BERT
It comes in two model sizes BERT Base and BERT Large.
BERT is a trained transformer Encoder stack.
They have large feedforward networks (768 and 1024 hidden units) and 12 and 16 attention heads respectively.
BERT has a [CLS] token which is used for classification. The output from [CLS] will go to a feedforward network along with softmax for classification.
BERT builds on clever ideas like ELMo, ULMFiT and Transformers.
ELMo - Contextualized word-embeddings
The embedding for a word will remain the same irrespective of the context. ELMo provides contextualized word-embeddings. ELMo looks at the entire sentence before assigning each word in it an embedding. It uses Bi-directional LSTM (previous word and next words) trained on a specific task to be able to create embeddings.

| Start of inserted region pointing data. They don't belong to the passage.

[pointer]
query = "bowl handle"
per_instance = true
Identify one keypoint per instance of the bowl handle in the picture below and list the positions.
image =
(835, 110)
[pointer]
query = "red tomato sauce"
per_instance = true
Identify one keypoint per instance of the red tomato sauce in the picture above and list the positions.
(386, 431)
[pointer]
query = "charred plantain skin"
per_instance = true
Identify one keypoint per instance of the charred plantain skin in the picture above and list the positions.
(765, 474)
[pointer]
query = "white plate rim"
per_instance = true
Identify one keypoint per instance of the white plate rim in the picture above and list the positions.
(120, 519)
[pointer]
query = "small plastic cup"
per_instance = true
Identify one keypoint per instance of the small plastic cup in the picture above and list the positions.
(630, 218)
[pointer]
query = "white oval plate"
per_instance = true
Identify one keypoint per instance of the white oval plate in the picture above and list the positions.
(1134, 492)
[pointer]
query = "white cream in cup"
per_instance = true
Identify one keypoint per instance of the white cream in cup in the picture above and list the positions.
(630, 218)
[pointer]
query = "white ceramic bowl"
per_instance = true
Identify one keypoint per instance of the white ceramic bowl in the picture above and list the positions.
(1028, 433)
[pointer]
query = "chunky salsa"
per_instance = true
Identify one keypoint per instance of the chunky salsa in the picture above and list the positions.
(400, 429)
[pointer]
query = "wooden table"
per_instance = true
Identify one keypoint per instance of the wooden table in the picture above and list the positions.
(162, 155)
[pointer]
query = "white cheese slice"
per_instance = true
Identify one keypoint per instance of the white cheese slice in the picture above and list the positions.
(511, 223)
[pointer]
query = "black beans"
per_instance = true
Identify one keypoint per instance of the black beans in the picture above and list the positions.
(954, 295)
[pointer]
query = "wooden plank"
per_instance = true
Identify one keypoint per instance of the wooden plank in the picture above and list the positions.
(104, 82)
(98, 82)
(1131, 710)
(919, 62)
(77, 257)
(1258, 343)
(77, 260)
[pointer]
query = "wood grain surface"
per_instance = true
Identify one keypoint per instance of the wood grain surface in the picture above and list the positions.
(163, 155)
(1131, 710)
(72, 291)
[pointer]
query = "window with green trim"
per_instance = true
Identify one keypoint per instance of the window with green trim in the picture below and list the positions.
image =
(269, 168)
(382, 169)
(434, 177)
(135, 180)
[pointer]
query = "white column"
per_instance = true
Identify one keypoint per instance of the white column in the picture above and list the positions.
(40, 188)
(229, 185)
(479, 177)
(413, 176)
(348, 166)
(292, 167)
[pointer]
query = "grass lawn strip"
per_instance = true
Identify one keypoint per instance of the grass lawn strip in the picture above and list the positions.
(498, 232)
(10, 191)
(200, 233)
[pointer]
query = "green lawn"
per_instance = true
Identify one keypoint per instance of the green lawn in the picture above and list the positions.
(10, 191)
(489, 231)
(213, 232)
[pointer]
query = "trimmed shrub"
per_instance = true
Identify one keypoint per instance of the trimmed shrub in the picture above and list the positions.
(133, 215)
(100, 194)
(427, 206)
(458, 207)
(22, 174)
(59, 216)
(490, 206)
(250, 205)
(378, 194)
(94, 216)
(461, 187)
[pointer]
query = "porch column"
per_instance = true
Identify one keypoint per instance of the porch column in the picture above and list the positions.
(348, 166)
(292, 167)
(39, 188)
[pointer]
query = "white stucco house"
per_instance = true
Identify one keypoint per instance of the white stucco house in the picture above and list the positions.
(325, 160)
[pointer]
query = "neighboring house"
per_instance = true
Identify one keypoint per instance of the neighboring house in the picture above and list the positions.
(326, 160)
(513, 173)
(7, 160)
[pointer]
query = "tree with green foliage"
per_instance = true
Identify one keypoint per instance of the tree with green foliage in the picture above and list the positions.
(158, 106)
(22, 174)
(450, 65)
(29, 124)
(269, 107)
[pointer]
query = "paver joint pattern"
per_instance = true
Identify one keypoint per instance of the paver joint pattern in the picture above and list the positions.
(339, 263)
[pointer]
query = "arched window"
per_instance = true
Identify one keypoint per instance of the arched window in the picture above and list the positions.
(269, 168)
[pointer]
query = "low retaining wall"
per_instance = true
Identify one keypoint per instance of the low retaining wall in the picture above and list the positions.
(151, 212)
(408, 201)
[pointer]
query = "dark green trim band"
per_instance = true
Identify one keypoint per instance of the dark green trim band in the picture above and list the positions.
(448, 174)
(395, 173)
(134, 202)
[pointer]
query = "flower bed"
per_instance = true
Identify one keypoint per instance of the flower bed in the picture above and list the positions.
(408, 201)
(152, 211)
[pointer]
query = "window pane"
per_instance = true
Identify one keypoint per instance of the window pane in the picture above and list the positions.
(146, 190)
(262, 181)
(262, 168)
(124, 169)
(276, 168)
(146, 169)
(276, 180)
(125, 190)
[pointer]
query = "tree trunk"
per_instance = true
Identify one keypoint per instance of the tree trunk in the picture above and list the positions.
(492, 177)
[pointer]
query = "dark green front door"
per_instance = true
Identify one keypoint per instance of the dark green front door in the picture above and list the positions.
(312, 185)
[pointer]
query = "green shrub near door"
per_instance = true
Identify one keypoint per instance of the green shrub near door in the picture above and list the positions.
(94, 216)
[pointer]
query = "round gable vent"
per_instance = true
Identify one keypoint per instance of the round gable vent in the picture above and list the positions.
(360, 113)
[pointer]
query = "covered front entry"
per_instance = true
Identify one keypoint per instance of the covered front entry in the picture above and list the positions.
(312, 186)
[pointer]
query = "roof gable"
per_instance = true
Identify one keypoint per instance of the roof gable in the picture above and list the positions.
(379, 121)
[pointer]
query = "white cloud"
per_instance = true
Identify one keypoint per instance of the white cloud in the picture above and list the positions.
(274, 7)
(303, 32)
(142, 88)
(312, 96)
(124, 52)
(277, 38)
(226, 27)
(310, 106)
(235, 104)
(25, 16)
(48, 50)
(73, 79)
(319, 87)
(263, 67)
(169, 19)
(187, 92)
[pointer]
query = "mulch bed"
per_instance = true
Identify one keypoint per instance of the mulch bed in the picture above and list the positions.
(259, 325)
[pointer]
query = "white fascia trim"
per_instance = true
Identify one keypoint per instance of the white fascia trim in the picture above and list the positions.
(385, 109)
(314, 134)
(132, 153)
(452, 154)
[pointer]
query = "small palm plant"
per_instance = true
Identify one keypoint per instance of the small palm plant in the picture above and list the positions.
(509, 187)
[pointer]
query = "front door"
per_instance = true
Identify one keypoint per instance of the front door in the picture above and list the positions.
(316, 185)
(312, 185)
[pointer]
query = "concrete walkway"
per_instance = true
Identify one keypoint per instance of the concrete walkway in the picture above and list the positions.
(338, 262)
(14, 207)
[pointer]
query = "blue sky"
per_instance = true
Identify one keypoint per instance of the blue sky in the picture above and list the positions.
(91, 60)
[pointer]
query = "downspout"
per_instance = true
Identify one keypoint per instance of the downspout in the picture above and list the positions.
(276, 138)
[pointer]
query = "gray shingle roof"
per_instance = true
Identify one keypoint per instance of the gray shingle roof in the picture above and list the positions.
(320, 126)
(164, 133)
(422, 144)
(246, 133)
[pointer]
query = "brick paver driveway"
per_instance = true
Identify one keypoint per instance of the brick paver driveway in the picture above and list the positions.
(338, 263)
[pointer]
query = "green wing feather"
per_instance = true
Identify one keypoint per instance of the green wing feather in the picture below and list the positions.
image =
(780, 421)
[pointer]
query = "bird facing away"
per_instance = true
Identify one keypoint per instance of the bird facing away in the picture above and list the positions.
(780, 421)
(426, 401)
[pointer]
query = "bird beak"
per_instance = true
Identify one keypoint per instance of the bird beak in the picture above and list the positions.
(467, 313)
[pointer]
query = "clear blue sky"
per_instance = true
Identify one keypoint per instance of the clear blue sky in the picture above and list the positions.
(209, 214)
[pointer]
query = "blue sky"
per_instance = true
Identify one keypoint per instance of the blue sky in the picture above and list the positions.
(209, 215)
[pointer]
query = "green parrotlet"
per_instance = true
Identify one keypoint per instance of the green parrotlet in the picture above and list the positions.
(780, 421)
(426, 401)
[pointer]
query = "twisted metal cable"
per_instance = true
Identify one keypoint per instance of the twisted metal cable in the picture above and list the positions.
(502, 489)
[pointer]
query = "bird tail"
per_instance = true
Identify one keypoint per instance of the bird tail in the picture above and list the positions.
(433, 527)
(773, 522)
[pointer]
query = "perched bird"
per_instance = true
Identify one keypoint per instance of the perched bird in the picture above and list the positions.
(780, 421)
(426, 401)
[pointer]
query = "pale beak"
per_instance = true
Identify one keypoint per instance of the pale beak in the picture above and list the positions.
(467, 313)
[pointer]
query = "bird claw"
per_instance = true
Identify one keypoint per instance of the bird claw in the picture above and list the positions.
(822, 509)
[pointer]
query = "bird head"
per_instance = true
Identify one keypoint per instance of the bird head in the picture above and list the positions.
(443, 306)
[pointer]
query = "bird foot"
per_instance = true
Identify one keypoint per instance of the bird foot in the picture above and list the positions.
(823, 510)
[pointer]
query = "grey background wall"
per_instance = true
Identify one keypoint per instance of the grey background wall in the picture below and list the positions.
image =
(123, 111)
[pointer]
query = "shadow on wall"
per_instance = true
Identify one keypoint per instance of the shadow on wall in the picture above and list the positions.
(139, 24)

ELMo gained its language understanding from being trained to predict the next word in a sequence of words - Language Modeling.
ELMo comes up with the contextualized embedding through grouping together the hidden states (and initial embedding) in a certain way (concatenation followed by weighted summation).
ULM-FiT
ULM-FiT introduced a language model and process to effectively fine-tune that language model for various tasks.
OpenAI Transformer
It turned out that we don’t need an entire transformer to adopt transfer learning, we can do with just the decoder of the Transformer.
The model stacked twelve decoder layers. Since there is no encoder in this set up, these decoder layers would not have the encoder-decoder attention sublayer that vanilla transformer decoder layers have. It would still have the self-attention layer, however (masked so it doesn’t peak at future tokens).
The Transformer was trained on 7000 books to learn long-term dependencies.
The OpenAI transformer once trained can be used for using it for downstream tasks.
BERT: From Decoders to Encoders
ELMo’s language model was bi-directional and OpenAI transformer only trains a forward language model.
BERT randomly masks 15% of the input and predict the missing word. (A language modeling task)
BERT also uses two-sentence tasks to handle different tasks.